Dr Kimberly Palladino

  • Tutorial Fellow in Physics


I attended Princeton University, and then took a year before graduate school with AmeriCorps and the Red Cross in Anchorage, Alaska. I completed my PhD in Physics from the Ohio State University working on the neutrino detector ANITA. I was a postdoctoral researcher at MIT and SNOLab in Canada on the MiniCLEAN dark matter detector, then at SLAC on the LUX and LZ dark matter experiments, before becoming a faculty member of the University of Wisconsin. I am a mother of two.

College teaching

I am excited to begin college teaching in Michaelmas term 2020. Particle physics and astrophysics align with my research interests.


My research interests are on the border of particle physics and astrophysics, primarily studying dark matter and neutrinos. Both share difficulties in detection and technology needs.

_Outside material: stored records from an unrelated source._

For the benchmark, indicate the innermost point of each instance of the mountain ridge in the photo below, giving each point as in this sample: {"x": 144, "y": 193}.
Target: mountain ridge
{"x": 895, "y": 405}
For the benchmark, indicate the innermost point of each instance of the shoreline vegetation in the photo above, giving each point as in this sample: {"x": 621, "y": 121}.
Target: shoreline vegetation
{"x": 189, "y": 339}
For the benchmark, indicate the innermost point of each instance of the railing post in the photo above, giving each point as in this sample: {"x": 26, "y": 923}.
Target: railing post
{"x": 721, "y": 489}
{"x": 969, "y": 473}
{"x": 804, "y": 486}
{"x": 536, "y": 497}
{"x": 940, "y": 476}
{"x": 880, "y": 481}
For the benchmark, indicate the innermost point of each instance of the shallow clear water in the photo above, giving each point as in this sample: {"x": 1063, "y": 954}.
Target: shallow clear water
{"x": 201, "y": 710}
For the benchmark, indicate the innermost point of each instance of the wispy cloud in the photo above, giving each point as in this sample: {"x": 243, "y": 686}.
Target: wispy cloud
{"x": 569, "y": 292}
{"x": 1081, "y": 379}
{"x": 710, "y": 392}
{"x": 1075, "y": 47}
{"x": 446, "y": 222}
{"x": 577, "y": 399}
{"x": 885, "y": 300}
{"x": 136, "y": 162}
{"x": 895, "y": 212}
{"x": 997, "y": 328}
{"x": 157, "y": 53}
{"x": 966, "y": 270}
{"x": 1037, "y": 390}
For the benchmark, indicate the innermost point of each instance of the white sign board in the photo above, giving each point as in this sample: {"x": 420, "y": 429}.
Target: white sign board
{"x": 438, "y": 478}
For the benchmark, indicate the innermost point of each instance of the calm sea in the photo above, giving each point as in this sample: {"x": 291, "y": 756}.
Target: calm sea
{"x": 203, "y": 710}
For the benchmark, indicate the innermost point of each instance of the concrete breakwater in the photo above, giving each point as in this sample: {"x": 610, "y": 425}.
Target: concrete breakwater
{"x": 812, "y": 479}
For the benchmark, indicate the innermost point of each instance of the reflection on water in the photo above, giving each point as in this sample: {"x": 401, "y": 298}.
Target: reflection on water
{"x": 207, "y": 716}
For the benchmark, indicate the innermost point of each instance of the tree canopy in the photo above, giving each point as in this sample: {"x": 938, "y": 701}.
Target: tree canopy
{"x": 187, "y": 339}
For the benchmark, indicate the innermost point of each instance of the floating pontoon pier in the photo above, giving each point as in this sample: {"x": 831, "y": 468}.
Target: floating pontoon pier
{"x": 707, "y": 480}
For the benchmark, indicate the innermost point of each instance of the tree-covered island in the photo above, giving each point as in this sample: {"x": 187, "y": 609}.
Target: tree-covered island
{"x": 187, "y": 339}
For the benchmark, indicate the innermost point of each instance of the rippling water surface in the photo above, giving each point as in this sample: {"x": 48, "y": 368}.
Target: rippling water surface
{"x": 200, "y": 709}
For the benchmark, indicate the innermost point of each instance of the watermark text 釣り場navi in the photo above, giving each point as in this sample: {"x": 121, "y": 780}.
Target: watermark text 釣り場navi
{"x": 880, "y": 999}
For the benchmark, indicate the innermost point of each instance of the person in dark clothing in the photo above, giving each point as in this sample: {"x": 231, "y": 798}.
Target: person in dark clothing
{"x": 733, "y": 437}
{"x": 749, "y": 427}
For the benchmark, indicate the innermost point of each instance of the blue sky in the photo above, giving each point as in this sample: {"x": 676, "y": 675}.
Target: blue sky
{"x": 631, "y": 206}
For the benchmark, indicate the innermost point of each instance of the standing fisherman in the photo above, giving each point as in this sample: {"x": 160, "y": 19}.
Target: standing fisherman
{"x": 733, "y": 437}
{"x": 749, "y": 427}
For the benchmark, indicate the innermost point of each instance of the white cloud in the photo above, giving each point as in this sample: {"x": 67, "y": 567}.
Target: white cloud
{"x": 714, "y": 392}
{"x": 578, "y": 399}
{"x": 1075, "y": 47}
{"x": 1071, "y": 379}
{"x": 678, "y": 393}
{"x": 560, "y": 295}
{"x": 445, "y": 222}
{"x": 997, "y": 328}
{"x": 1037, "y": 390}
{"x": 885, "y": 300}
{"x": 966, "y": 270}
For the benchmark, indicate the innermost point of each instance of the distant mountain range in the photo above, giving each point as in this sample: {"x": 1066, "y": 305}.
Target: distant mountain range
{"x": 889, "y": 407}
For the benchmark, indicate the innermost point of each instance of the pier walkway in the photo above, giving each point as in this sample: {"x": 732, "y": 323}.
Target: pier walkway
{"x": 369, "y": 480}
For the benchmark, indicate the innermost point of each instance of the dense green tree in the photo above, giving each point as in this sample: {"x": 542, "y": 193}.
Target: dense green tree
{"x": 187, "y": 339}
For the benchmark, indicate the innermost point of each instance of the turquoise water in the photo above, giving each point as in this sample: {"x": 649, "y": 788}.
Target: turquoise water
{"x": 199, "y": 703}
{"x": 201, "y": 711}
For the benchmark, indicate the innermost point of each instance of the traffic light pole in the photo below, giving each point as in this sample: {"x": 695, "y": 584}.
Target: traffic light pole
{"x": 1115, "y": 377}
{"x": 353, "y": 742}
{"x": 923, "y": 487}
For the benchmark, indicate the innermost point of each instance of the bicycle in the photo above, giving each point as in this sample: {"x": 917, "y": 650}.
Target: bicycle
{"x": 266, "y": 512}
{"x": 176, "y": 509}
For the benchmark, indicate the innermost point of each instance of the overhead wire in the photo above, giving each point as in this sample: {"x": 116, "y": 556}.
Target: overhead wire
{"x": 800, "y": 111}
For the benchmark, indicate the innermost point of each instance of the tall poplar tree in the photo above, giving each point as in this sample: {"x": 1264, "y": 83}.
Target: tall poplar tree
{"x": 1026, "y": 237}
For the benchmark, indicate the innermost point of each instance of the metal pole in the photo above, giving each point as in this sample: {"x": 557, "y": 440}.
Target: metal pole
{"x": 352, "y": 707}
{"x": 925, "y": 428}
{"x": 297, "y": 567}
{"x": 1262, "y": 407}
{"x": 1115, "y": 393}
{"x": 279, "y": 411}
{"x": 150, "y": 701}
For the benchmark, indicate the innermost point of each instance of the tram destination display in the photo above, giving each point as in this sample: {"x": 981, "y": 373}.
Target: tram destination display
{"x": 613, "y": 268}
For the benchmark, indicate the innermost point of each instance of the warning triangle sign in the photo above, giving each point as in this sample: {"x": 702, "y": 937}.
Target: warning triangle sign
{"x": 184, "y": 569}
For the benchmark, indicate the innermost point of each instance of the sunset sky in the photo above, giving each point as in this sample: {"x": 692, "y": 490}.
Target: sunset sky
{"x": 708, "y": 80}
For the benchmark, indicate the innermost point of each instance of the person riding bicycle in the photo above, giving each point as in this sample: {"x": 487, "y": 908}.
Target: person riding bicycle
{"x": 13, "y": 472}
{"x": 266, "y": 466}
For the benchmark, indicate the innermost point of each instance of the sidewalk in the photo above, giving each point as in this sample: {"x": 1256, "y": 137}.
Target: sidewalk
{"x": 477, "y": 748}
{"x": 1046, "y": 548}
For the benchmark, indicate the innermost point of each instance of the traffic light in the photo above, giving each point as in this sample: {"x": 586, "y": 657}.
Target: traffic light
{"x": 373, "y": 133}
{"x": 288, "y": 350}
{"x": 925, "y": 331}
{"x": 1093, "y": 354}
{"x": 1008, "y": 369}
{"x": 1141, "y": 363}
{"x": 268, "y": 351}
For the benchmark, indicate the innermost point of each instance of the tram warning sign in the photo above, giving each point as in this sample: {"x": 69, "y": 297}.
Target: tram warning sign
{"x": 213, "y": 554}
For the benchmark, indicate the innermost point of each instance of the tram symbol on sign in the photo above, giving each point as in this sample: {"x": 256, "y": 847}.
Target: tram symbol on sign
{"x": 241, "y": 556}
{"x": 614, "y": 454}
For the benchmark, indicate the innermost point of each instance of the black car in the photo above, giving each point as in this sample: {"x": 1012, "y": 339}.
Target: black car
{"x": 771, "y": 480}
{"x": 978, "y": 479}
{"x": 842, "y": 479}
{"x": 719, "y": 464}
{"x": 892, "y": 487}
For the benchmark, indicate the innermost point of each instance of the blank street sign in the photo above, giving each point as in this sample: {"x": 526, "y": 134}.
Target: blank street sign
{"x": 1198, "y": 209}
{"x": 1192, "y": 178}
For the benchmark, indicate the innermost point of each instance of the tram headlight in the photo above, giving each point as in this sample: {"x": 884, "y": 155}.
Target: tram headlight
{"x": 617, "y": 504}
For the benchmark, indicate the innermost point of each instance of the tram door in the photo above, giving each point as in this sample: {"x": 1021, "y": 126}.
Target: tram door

Dark Matter plays a huge role in the gravitational evolution of our universe, but we don't know what it is. I work on the LUX-ZEPLIN experiment, in South Dakota, USA.

Neutrinos have provided hints of physics beyond standard models, and can also let us learn about distant, dense objects in the universe.

Select publications

Projected WIMP sensitivity of the LUX-ZEPLIN dark matter experiment, Phys.Rev.D (101 5), 2020. 052002.

The LUX-ZEPLIN (LZ) Experiment, Nucl.Instrum.Meth.A (953). 2020. 163047.

Limits on spin-dependent WIMP-nucleon cross section obtained from the complete LUX exposure, Phys.Rev.Lett .(118 25), 2017. 251302.

Results from a search for dark matter in the complete LUX exposure, Phys.Rev.Lett. (118 2), 2017. 021303.

Observational Constraints on the Ultra-high Energy Cosmic Neutrino Flux from the Second Flight of the ANITA Experiment, Phys.Rev.D (82), 2010. 022004, erratum (85), 2012. 049901.